Concerns exist that his decision-making process may be too collegial and therefore too slow. Obama is on a knife-edge between the need to change processes of policy-making and implementation from the top-down, centralized approach initiated in the Clinton years to lay a path for the worst efforts of George W. Bush, and the importance of a fast forward decisiveness on both domestic and foreign issues. For now, he is on the case, and may achieve a balance that holds fast to consensus as the watchword whilst understanding the need for the aggression and, to quote the Washington Post, “sharp-edged approach to politics” of his new chief of staff, Rahm Emanuel. A veteran of the Clinton administration, Emanuel adds a level of continuity, experience and rigorousness of policy to the new team with what is likely to be an essential core of steel. Meanwhile, the transition website continues to build the sense of the importance of popular and individual involvement in the processes of the next administration with its opening message, “It’s your America, share your ideas.”

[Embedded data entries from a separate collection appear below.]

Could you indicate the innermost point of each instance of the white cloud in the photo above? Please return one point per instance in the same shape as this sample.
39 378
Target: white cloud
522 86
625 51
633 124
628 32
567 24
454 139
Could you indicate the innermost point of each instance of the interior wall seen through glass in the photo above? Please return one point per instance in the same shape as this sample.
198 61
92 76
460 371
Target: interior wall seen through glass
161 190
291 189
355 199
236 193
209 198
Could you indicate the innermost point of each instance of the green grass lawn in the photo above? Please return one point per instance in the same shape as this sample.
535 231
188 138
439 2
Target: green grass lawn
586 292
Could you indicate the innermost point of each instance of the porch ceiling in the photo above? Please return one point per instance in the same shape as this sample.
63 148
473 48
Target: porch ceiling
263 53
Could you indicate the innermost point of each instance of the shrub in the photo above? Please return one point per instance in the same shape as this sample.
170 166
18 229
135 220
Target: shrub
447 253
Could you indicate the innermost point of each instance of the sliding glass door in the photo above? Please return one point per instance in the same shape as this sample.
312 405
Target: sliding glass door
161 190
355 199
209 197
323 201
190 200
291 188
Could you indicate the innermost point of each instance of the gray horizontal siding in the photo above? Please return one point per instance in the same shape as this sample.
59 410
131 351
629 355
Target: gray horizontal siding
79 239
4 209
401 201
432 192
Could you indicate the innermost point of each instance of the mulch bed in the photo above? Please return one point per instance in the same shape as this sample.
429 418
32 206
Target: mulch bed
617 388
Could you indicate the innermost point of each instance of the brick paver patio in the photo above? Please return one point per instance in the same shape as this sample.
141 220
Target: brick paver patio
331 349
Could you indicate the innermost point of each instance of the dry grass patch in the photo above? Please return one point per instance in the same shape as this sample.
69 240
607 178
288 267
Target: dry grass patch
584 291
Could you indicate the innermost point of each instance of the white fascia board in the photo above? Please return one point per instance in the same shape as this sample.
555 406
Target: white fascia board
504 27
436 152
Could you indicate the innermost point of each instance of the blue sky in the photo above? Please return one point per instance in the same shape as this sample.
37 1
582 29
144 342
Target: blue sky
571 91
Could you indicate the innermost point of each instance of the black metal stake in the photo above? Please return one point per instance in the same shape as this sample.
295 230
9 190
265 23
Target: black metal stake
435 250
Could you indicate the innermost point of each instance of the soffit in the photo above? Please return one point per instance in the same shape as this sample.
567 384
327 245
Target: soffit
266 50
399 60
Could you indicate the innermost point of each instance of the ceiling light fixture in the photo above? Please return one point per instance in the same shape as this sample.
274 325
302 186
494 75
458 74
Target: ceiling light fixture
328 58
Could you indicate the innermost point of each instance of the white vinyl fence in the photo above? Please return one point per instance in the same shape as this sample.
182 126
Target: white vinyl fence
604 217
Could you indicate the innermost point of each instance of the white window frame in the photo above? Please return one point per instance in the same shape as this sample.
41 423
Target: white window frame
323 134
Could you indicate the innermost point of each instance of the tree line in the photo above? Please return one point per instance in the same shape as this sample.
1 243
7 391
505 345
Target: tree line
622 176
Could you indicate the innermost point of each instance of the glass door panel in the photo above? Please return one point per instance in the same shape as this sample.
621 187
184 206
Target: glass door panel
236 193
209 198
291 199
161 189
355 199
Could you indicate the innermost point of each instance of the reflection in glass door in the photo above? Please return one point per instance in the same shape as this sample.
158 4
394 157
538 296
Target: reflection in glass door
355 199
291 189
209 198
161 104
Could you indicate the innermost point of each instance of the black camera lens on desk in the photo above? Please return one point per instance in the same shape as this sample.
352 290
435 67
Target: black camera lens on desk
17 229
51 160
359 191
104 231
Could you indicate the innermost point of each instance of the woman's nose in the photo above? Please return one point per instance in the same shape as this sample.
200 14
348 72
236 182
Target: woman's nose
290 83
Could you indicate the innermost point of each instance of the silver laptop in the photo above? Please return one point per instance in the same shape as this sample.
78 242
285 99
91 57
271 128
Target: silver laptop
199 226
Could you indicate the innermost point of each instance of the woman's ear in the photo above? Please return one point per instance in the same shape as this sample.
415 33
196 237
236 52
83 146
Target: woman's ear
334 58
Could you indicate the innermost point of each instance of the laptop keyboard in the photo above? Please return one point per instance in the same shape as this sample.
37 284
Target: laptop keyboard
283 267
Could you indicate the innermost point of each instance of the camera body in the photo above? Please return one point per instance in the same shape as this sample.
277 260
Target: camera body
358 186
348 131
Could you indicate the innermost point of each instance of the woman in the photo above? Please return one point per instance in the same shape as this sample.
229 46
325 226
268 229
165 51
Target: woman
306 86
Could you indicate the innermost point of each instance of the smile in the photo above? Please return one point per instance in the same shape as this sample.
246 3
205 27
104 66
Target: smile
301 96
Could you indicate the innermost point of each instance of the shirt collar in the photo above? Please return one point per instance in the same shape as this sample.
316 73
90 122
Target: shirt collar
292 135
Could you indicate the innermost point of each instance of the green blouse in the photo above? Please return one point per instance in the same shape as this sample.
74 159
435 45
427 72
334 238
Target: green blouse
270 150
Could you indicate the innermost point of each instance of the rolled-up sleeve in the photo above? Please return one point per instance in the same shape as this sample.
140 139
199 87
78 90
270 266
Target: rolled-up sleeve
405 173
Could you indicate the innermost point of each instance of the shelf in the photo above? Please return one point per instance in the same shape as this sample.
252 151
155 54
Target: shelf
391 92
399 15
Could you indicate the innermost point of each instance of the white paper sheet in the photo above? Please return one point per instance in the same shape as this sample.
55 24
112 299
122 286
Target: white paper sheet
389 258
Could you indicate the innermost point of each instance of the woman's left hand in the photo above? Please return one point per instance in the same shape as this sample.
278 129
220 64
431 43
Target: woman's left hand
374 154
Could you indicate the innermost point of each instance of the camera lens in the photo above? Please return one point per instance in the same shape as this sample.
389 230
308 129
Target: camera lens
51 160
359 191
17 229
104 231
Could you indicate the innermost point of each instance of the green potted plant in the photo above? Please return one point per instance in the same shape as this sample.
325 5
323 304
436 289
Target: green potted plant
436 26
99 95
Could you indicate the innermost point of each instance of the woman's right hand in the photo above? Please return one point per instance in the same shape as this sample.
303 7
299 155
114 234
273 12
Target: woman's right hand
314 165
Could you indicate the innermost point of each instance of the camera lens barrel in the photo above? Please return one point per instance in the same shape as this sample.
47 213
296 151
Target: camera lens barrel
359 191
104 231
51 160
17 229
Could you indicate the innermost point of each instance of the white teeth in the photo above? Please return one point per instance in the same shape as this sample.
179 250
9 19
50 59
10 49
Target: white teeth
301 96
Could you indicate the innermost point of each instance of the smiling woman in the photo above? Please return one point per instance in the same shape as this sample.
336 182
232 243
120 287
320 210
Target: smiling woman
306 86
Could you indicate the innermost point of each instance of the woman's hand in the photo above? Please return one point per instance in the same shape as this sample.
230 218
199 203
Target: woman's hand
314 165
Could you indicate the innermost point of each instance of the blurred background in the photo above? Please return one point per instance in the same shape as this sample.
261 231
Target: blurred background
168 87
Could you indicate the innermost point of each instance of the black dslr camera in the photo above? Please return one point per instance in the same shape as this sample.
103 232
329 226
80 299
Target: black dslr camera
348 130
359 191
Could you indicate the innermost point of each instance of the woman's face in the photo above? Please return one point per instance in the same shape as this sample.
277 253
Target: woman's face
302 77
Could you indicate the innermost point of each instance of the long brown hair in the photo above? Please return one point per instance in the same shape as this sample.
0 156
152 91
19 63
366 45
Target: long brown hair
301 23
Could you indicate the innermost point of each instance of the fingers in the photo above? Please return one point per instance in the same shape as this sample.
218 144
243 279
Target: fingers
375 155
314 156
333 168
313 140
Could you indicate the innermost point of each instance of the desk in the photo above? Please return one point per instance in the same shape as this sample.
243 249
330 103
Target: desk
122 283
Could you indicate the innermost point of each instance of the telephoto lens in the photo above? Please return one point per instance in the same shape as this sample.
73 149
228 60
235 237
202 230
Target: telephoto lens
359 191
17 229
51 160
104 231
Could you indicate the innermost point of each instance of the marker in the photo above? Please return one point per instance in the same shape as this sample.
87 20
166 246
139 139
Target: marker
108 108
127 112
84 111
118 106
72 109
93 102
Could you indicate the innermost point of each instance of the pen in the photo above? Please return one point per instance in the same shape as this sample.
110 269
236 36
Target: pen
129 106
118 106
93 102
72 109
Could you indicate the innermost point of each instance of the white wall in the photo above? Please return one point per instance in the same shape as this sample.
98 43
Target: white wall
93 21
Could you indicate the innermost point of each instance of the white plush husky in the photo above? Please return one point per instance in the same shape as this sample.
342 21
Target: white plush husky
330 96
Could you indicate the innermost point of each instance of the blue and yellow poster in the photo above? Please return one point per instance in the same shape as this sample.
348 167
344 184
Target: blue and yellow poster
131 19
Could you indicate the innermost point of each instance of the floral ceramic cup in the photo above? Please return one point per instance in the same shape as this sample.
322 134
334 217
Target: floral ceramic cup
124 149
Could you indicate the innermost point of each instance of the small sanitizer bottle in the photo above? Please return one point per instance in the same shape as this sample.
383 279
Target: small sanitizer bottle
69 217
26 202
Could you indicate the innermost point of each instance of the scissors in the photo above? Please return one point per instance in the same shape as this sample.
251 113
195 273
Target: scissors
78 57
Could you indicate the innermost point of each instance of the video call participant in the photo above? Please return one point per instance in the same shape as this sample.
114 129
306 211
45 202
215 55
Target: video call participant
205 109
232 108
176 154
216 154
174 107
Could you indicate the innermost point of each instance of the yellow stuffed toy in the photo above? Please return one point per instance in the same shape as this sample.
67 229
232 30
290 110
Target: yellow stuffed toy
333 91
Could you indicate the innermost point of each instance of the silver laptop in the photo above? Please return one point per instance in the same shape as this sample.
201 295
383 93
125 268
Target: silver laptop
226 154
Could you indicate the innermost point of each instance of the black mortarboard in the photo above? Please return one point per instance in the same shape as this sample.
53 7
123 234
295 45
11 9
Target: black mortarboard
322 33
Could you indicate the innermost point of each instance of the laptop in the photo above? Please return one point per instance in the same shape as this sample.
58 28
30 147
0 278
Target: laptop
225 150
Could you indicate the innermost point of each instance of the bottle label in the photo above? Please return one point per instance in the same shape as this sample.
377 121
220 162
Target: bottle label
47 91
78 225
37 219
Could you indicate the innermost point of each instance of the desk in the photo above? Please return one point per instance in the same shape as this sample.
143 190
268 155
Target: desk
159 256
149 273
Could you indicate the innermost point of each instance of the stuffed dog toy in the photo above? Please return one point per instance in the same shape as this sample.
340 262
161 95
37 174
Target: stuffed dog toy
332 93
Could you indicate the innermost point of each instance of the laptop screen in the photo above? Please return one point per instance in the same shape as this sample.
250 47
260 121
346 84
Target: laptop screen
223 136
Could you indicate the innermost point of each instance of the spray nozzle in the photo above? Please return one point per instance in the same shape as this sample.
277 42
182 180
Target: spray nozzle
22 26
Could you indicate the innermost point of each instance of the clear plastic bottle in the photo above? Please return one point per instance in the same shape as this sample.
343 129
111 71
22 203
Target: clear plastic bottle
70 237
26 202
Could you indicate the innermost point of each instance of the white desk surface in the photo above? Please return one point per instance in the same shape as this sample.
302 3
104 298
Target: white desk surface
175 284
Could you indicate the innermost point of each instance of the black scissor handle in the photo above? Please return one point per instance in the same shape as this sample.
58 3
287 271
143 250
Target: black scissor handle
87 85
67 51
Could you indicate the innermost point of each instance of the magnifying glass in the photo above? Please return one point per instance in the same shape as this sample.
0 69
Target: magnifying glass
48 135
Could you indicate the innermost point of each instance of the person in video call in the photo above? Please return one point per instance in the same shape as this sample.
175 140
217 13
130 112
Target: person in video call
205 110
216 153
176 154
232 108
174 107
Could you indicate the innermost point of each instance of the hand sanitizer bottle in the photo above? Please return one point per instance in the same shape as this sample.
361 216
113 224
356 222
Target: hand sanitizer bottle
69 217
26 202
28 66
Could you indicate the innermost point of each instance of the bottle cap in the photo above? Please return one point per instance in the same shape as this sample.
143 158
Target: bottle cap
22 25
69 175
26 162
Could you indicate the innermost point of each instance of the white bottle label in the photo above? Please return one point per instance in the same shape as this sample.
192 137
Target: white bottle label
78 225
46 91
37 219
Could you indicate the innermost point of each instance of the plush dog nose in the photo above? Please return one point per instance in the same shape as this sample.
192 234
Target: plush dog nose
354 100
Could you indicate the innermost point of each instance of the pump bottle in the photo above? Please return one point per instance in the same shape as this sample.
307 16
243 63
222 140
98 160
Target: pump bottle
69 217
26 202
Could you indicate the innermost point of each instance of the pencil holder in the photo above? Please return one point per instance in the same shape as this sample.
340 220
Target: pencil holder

There are suggestions that Franklin D. Roosevelt is Obama’s role model, but, however appalling the Great Depression, Roosevelt in 1932 had far fewer balls to juggle at once, only later making the international decisions that brought the US into World War II. The new president and his secretary of state have instantly to involve themselves in the wars of their predecessors, to start the long processes of withdrawal and extrication, and attempt to play peace-maker without playing god. Opposition, quiet for now, will rear its head at the first signs of weakness or failure, and the whole world will be watching. At the same time, the president has to deal with the global economic, energy and environment issues so disastrously handled by the Bush administration. At home, campaign promises made ahead of vital and immediate measures towards economic salvage mean tax changes and, vital to the poor, health as well as education policy reforms. The new president has to redefine the US to itself and to the world. He has to maintain the hope as the wheels of government and international relations grind slow. We may have seen something of a miracle this month. They are saying in Washington, too, that the quality of the new administration will be remarkable as people hungry for change rush to accept badly paid jobs to be part of Obama’s new world. Another miracle perhaps.

So, can he do it? Well, time will tell. But, for the moment, I’ll go with the hope. Yes, he can.